IJFANS International Journal of Food and Nutritional Sciences

ISSN PRINT 2319 1775 Online 2320-7876

The Socio-Cultural Meanings of Ethnic Cuisine: Culinary Representations in Indian English Literature

Main Article Content

Dr. Ancy Elezabath John, Dr. Joji John Panicker

Abstract

Food is constantly part of a socio-cultural identity and it paves way to understand the complexities of identity which are visible and invisible. Food is an identity marker of social group identification based on caste, tribe, lineage, family, ethnicity, religion, class and kinship. To analyze the manner in which one eats and with whom, what, when and why is vital in comprehending the socio-cultural landscape. This expands to the interplay of relationships, the gamut of emotions, the status hierarchies, and the myriad of social transactions that take place within this context.
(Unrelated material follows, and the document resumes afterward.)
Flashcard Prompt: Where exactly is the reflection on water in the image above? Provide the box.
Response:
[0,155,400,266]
The culinary act, therefore, transcends sheer sustenance, becoming a rich text through which the intricacies of postcolonial identity and social structure can be interpreted. Food Studies surfaced from the interdisciplinary nexus of social sciences—mainly anthropology, sociology, and history—and cultural studies, expanding to include the arts and humanities. This academic field now includes the examination of food ways, literature, gastronomy, and culinary history. Food Studies scrutinizes the numerous dimensions of food-related phenomena: the means of production and consumption, the social roles and purposes of eating, surrounding habits, rituals, and the selection of dining companions. Such analyses aim to elucidate the intricate connections between human society and cultural identity. This article analyses the treatment of food in Amitav Ghosh’s The Glass Palace (2000), Salman Rushdie’s Midnight’s Children, Anita Desai’s Fasting, Feasting and Arundhati Roy’s The God of Small Things.